Damit würde der Finanzinvestor Providence Kasse machen. Laut Finanzkreisen soll Providence vor fünf Jahren rund 650 Millionen Euro für einen Anteil von 85 Prozent an HSE24 auf den Tisch gelegt haben. Die Bank of America ist den Insidern zufolge federführend von Providence mit dem Verkaufsprozess beauftragt worden.

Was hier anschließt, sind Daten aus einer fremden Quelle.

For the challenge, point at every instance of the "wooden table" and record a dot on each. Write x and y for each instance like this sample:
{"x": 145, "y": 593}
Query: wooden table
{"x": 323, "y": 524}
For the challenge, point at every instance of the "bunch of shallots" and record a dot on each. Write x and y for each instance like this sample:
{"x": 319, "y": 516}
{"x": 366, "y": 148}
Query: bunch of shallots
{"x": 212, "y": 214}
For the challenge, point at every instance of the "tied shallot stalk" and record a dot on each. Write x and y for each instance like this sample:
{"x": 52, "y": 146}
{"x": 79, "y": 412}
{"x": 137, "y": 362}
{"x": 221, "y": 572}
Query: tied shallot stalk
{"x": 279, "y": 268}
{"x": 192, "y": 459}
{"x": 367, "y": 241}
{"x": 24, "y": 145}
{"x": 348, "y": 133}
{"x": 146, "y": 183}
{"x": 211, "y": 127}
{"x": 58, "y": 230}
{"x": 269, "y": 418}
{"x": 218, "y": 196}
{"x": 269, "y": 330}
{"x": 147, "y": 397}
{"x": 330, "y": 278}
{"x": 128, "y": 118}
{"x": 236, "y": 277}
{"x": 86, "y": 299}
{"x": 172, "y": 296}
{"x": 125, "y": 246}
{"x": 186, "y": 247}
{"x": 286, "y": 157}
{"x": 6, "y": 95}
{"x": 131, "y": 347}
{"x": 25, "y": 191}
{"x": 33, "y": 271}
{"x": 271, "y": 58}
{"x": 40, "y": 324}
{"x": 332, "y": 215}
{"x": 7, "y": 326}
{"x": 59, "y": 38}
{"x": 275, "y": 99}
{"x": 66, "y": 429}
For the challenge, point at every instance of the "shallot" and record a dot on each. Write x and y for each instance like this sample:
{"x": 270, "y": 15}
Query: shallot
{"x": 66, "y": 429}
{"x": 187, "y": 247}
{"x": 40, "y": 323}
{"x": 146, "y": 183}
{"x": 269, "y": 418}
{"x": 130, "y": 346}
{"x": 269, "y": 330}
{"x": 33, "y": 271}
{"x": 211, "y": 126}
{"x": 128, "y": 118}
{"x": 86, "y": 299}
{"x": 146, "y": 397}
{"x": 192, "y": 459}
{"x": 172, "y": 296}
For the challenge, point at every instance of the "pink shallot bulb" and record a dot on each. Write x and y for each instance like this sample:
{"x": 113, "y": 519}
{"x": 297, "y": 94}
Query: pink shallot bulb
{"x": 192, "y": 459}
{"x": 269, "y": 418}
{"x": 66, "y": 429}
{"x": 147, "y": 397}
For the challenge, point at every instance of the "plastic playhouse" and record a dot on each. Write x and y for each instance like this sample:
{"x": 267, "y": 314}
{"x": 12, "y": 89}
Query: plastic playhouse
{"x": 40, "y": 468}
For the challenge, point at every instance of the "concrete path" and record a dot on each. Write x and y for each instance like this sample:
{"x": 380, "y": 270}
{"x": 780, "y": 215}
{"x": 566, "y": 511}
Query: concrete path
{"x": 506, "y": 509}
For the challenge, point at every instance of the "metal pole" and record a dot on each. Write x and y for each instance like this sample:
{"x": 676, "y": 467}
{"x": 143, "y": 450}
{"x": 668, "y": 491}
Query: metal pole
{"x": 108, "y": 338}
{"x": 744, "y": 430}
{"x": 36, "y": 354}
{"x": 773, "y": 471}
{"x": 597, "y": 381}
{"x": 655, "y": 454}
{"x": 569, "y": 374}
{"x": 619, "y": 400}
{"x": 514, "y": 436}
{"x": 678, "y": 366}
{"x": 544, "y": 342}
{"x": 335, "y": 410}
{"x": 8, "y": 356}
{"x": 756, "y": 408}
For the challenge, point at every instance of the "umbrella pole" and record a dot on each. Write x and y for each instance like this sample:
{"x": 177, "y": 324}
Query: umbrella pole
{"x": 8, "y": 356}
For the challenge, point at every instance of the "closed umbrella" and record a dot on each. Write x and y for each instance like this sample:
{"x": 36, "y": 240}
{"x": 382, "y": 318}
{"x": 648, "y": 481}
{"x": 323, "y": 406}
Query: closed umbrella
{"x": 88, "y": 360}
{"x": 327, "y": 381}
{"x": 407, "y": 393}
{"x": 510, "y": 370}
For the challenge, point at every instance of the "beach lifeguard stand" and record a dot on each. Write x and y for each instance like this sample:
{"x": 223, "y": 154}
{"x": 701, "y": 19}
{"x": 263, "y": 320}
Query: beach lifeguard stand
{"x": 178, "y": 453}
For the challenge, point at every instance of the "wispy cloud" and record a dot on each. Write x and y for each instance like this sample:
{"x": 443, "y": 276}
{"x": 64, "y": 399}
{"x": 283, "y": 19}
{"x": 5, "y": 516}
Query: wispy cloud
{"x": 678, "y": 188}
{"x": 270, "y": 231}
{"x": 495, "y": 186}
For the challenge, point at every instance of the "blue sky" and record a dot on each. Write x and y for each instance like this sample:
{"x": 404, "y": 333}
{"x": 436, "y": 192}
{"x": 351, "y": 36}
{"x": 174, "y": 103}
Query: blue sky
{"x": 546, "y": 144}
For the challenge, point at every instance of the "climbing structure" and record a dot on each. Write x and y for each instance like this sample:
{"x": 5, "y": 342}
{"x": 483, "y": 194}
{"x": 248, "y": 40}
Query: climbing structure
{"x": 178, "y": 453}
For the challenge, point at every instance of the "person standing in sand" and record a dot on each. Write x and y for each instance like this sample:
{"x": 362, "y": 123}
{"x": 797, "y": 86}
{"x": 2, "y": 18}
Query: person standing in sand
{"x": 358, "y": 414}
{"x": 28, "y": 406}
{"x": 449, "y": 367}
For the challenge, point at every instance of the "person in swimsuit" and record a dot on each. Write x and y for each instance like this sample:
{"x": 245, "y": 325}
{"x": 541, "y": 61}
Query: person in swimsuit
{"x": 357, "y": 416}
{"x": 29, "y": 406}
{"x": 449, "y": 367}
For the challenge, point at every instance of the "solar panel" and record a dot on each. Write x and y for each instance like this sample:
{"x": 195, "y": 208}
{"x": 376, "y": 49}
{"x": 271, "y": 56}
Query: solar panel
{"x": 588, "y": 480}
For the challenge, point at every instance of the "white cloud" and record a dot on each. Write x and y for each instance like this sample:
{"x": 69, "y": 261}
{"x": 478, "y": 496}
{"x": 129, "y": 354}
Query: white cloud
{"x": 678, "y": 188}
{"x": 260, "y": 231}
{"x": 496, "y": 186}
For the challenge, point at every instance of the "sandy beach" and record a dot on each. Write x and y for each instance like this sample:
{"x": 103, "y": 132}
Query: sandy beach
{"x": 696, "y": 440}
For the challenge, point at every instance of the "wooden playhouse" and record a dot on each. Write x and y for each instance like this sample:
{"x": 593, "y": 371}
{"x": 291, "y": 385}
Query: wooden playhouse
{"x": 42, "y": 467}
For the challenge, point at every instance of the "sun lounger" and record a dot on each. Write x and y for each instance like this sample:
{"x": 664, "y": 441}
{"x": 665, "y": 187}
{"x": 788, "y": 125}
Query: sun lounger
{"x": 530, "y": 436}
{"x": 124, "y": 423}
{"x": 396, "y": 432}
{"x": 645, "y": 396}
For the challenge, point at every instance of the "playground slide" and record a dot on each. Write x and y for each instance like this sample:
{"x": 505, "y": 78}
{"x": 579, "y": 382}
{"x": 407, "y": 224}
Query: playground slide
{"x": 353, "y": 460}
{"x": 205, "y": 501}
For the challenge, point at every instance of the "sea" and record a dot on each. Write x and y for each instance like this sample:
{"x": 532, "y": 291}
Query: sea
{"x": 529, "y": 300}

Weitere involvierte Geldhäuser sind demnach in der ersten Reihe die Deutsche Bank, UBS, sowie in der zweiten Reihe Citi und BNP Paribas. Ob eine Veräußerung oder ein Finanzmarktdebüt favorisiert werde, hänge vom Interesse der möglichen Käufer ab. Providence wie auch die Banken lehnten eine Stellungnahme ab oder waren zunächst nicht erreichbar.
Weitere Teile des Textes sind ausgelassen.